Clara appears in this more than I'd expected - in fact, she's very much the focal point of this, plucked out of a time a moment before she gets a raven in her chest. She demonstrates why the 'Impossible Girl' is one of my favourite companions; she's witty, intelligent and willing to sacrifice herself, knowing when the Doctor has gone too far, as he most certainly has here. She realises that she needs to go back at some point to Trap Street and 'face the raven', but there's not exactly a rush. The next companion will have a lot to live up... I'd say big shoes to fill, but Jenna Coleman is only 5'2; at any rate, I look forward to seeing her play Queen Victoria.

Me/Ashildr return in this episode and she has become a lot calmer after living for several billion years. Her scenes with Capaldi are great and while this is effectively the end of her time on the show, it's made me look forward to the next season of Game of Thrones more.

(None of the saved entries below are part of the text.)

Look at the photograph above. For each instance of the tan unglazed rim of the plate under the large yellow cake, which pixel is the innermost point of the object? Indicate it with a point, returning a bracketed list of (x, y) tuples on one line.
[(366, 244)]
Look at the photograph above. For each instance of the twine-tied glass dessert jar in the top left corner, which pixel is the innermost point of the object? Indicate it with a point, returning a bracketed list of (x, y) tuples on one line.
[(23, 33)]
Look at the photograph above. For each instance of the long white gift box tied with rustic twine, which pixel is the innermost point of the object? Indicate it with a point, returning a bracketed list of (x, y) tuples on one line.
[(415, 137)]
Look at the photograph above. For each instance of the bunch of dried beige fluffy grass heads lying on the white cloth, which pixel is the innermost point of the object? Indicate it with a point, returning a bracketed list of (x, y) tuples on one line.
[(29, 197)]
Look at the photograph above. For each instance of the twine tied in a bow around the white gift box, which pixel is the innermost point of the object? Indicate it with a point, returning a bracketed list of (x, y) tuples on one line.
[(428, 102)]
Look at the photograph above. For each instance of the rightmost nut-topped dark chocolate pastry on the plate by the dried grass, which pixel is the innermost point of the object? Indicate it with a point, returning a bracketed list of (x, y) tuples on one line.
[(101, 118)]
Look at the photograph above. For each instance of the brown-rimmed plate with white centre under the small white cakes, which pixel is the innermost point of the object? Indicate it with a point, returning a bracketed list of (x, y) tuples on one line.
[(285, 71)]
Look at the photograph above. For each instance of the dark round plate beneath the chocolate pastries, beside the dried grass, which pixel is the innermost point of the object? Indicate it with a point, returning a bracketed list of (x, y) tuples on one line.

Each season of Doctor Who has a central mystery, and in this one it revolved around the identity of 'The Hybrid', a creature that is supposedly the combination of two warrior races. Moffat has some excellent fun teasing the reveal and stringing the fans along over the whole 'half-human Doctor' thing (cf the 1996 TV movie). His actual reveal is quite genius, drawing up a nice link between Clara's first episode and her last. The showrunner has a knack for setting things in motion that take years to play out; we also get a return of his own contribution to the Monster A-List, the Weeping Angels, which remain very frightening creatures. Seriously, the only people I know with more warped minds than this on television are in the writers' room of The Blacklist.

As mentioned this occurs mostly on Gallifrey, being rather heavy on the Time Lord lore - indeed, the Sisterhood of Karn turn up again. Rassilon (Donald Sumpter in his fourth appearance in the franchise) is a bit of a busted flush who seems to have lost most of his power - it would have nicer to have Timothy Dalton back, but the other Time Lords are very good, most notably the General that the Doctor shoots - leading to our first on-screen sex change regeneration. I've become a lot more accepting recently of the idea of a female Doctor in fact, with the great job done with the Master/Missy. The planet is back, but out of the way enough that it won't impact things too much.

The ending is a triumph. Clara and Me get to go off and have their own adventures in a TARDIS stuck as an American diner (the same one from "The Impossible Astronaut" in fact, with the console room a replica of the original, complete with some features that were only in the first episode in 1963 then dropped for budget reasons) - there will be fanfic. Meanwhile, the Doctor returns to his own TARDIS, where to the triumphant strains of "A Good Man", Twelve's own leitmotif, he gets a new sonic screwdriver and heads for new adventures. The former is going to inspire a lot of fan fiction, while the latter allows the BBC to sell yet another toy - I've got two sonic screwdrivers myself; namely the RTD era version (which was a present from the Anglican Chaplaincy at my university when I turned 21) and the version now lying on Skaro.

I will say one further thing about the music here; we get a return for "The Doctor's Theme" (as known as the "Bad Wolf" theme) that dates back to the RTD era as well and it's very nice to hear it in some scenes.

Drawbacks? The episode does drag a bit and some aspects, namely Clara's actions, are a bit predictable; also, as mentioned, Rassilon isn't very good.


While a bit dragging at points, this is an episode that managed to have its cake and eat it. Clara both survives and dies; the Doctor goes off the rails and returns to them before totally destroying himself, while we also get the return of Gallifrey without it being a problem.